19 Ale w nocy anioł Pański otworzył bramy więzienia i wyprowadziwszy ich powiedział:
20 «Idźcie i głoście w świątyni ludowi wszystkie słowa tego życia!».
21 Usłyszawszy to weszli o świcie do świątyni i nauczali. Tymczasem arcykapłan i jego stronnicy zwołali Sanhedryn i całą starszyznę synów Izraela. Posłali do więzienia, aby ich przyprowadzono.
22 Lecz kiedy słudzy przyszli, nie znaleźli ich w więzieniu.
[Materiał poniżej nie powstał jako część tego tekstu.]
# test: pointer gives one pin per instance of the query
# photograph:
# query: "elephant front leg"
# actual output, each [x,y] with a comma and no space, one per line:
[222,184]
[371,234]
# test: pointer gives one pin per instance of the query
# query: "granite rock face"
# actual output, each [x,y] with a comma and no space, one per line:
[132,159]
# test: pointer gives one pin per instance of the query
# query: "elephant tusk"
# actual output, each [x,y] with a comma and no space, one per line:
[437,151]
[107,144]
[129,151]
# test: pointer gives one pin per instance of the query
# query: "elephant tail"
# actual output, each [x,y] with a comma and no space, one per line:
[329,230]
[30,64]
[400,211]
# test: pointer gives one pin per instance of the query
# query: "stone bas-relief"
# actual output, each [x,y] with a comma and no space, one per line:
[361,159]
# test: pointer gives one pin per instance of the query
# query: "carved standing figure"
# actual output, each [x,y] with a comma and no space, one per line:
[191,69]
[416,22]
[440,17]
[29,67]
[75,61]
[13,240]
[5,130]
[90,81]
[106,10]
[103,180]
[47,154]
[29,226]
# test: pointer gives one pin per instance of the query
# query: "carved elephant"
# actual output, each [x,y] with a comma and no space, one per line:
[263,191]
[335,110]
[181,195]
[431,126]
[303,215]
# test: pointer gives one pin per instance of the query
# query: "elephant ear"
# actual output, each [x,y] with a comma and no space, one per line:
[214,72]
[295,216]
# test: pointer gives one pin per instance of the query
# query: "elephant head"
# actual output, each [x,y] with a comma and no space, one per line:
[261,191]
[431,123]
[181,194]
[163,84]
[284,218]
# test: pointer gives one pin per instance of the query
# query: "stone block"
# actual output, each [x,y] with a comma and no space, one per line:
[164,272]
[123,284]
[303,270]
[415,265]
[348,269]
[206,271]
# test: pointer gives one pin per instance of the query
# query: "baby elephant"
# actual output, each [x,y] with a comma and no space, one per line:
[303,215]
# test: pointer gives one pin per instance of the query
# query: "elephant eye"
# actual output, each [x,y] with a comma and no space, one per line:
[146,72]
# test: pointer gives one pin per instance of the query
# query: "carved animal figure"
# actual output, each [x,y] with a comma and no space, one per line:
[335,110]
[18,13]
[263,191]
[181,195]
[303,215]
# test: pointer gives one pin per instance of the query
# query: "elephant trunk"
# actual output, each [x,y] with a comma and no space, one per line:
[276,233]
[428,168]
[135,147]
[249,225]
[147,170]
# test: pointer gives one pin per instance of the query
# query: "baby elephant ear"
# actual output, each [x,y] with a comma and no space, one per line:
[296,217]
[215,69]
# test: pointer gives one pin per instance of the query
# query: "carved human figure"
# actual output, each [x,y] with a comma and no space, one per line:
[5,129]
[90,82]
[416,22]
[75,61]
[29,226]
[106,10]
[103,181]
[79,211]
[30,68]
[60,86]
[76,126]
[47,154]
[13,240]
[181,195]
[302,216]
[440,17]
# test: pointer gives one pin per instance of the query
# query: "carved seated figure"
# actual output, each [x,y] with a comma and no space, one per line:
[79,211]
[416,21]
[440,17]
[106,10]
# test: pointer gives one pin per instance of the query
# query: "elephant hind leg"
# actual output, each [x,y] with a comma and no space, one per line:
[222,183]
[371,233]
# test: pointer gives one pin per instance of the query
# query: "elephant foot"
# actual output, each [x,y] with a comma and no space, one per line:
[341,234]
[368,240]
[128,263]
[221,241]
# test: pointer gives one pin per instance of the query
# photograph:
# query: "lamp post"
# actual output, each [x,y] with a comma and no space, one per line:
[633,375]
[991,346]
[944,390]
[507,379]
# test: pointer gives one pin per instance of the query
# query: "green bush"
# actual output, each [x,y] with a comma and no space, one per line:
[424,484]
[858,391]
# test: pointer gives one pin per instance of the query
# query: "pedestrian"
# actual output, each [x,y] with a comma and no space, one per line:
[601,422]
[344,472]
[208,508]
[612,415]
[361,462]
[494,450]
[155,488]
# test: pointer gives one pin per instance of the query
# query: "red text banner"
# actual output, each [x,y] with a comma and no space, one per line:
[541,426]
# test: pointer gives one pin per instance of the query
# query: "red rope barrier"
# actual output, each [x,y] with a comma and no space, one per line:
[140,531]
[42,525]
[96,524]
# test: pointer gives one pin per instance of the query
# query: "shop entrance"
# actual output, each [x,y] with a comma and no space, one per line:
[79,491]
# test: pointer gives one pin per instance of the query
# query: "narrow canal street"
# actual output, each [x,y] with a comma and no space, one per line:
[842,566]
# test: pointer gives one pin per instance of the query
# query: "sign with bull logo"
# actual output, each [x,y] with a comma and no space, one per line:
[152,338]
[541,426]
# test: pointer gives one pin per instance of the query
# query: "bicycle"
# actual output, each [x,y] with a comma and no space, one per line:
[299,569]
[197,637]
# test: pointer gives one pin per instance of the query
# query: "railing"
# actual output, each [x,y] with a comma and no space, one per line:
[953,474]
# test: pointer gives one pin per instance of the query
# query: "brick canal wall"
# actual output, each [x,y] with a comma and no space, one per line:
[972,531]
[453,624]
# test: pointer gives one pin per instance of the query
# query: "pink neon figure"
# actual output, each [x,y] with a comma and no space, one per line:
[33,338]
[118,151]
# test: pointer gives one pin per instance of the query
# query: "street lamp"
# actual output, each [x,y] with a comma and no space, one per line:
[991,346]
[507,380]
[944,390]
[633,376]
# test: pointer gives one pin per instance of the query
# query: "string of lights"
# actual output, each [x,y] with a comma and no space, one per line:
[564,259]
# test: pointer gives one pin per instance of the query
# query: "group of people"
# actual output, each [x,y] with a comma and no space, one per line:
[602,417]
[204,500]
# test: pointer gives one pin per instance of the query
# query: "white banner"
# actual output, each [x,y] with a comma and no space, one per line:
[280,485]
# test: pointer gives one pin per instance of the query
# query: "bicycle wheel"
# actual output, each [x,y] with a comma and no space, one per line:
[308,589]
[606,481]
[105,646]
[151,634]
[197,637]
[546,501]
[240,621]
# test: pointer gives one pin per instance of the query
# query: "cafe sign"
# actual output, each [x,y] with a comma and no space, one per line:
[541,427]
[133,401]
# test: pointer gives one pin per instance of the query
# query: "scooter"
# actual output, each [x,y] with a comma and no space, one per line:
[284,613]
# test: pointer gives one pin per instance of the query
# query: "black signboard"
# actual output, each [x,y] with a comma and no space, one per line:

Powrócili więc i oznajmili:
23 «Znaleźliśmy więzienie bardzo starannie zamknięte i strażników stojących przed drzwiami. Po otwarciu jednak nie znaleźliśmy wewnątrz nikogo».
24 Kiedy dowódca straży świątynnej i arcykapłani usłyszeli te słowa, nie mogli pojąć, co się z nimi stało.
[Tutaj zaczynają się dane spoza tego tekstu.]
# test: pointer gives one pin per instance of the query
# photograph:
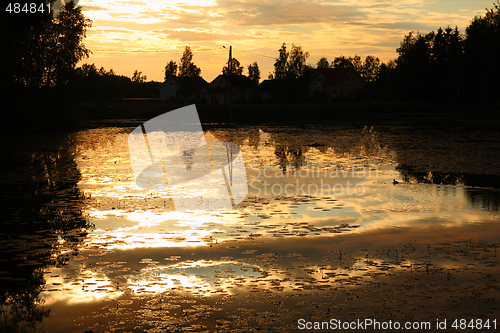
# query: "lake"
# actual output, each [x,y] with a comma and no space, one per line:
[340,224]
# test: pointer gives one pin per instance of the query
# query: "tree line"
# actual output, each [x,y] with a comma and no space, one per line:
[443,65]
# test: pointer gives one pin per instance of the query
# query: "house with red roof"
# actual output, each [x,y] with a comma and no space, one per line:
[335,82]
[223,85]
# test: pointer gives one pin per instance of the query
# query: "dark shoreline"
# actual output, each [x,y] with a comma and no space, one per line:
[352,115]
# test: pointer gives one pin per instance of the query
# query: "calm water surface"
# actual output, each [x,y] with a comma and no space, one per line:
[323,233]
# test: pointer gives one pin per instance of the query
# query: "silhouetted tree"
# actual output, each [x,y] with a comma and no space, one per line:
[370,68]
[280,65]
[138,78]
[254,72]
[291,74]
[170,69]
[482,51]
[187,67]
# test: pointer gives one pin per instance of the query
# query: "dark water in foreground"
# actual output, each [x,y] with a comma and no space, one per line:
[84,249]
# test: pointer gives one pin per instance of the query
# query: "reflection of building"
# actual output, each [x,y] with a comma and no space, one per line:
[220,89]
[188,87]
[335,82]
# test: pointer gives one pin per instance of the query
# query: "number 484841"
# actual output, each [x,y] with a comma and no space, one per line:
[474,324]
[31,7]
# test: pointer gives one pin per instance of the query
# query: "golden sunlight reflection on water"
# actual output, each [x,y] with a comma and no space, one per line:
[279,244]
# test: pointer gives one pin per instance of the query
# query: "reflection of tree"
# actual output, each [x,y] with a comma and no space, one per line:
[42,208]
[482,190]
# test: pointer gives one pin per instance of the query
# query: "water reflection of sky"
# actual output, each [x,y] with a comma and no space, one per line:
[142,250]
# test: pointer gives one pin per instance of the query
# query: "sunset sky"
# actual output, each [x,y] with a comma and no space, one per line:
[129,35]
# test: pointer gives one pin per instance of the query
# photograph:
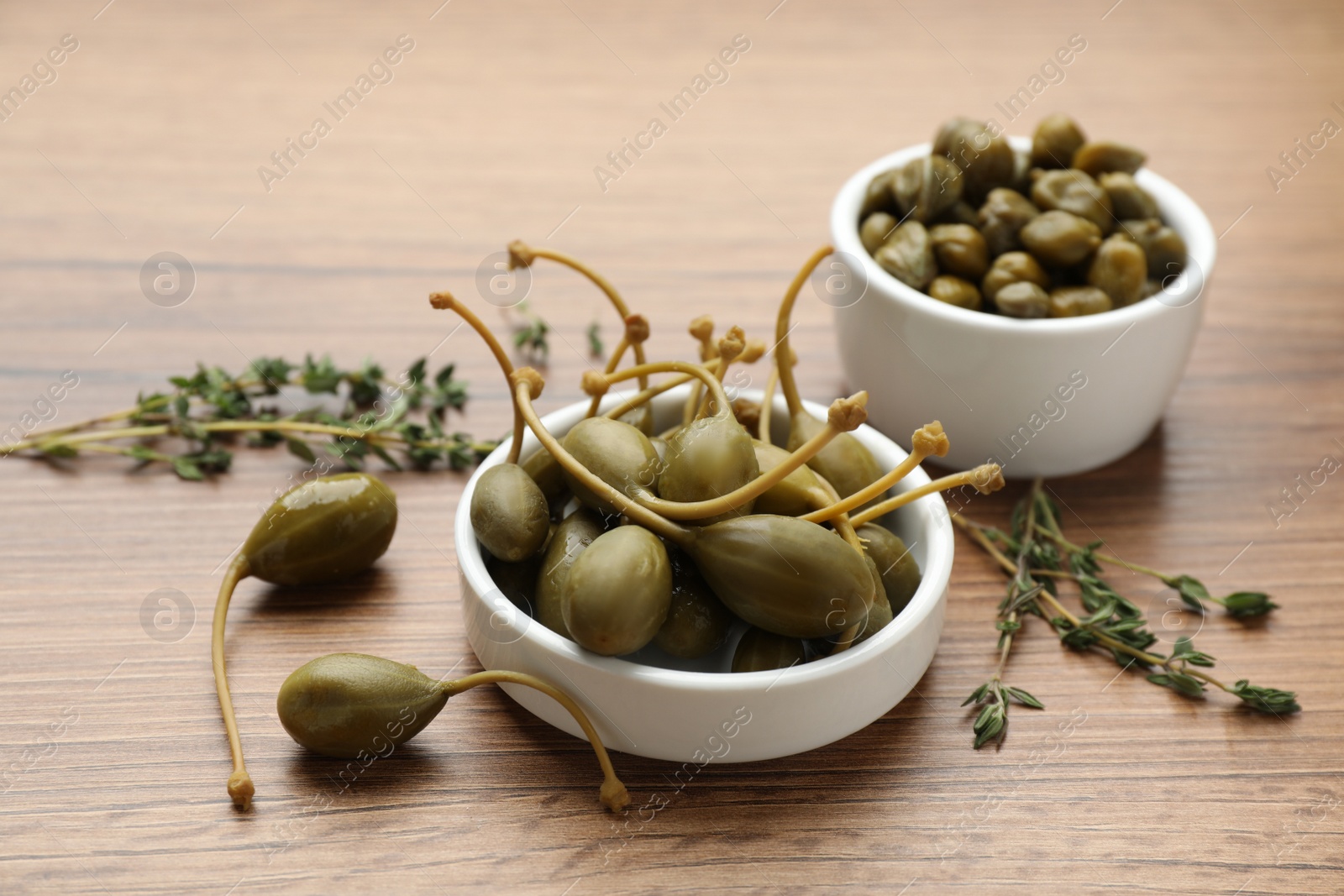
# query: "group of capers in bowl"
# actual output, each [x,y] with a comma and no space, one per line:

25 Wtem nadszedł ktoś i oznajmił im: «Ci ludzie, których wtrąciliście do więzienia, znajdują się w świątyni i nauczają lud».
26 Wtedy dowódca straży poszedł ze sługami i przyprowadził ich, ale bez użycia siły, bo obawiali się ludu, by ich samych nie ukamienował.
27 Przyprowadziwszy ich stawili przed Sanhedrynem, a arcykapłan zapytał:
28 «Zakazaliśmy wam surowo, abyście nie nauczali w to imię, a oto napełniliście Jerozolimę waszą nauką i chcecie ściągnąć na nas krew tego Człowieka?»*
29 «Trzeba bardziej słuchać Boga niż ludzi - odpowiedział Piotr i Apostołowie.
30 Bóg naszych ojców wskrzesił Jezusa, którego straciliście, zawiesiwszy na drzewie*.
31 Bóg wywyższył Go na prawicę swoją jako Władcę i Zbawiciela, aby dać Izraelowi nawrócenie i odpuszczenie grzechów.
32 Dajemy temu świadectwo my właśnie oraz Duch Święty, którego Bóg udzielił tym, którzy Mu są posłuszni».
33 Gdy to usłyszeli, wpadli w gniew i chcieli ich zabić.
34 Lecz pewien faryzeusz, imieniem Gamaliel*, uczony w Prawie i poważany przez cały lud, kazał na chwilę usunąć Apostołów i zabrał głos w Radzie:
35 «Mężowie izraelscy - przemówił do nich - zastanówcie się dobrze, co macie uczynić z tymi ludźmi.
36 Bo niedawno temu wystąpił Teodas, podając się za kogoś niezwykłego*. Przyłączyło się do niego około czterystu ludzi, został on zabity, a wszyscy jego zwolennicy zostali rozproszeni i ślad po nich zaginął.
37 Potem podczas spisu ludności wystąpił Judasz Galilejczyk* i pociągnął lud za sobą. Zginął sam i wszyscy jego zwolennicy zostali rozproszeni.
38 Więc i teraz wam mówię: Odstąpcie od tych ludzi i puśćcie ich! Jeżeli bowiem od ludzi pochodzi ta myśl czy sprawa, rozpadnie się,
39 a jeżeli rzeczywiście od Boga pochodzi, nie potraficie ich zniszczyć i może się czasem okazać, że walczycie z Bogiem». Usłuchali go.
40 A przywoławszy Apostołów kazali ich ubiczować* i zabronili im przemawiać w imię Jezusa, a potem zwolnili.
41 A oni odchodzili sprzed Sanhedrynu i cieszyli się, że stali się godni cierpieć dla imienia [Jezusa].
42 Nie przestawali też co dzień nauczać w świątyni i po domach i głosić Dobrą Nowinę o Jezusie Chrystusie.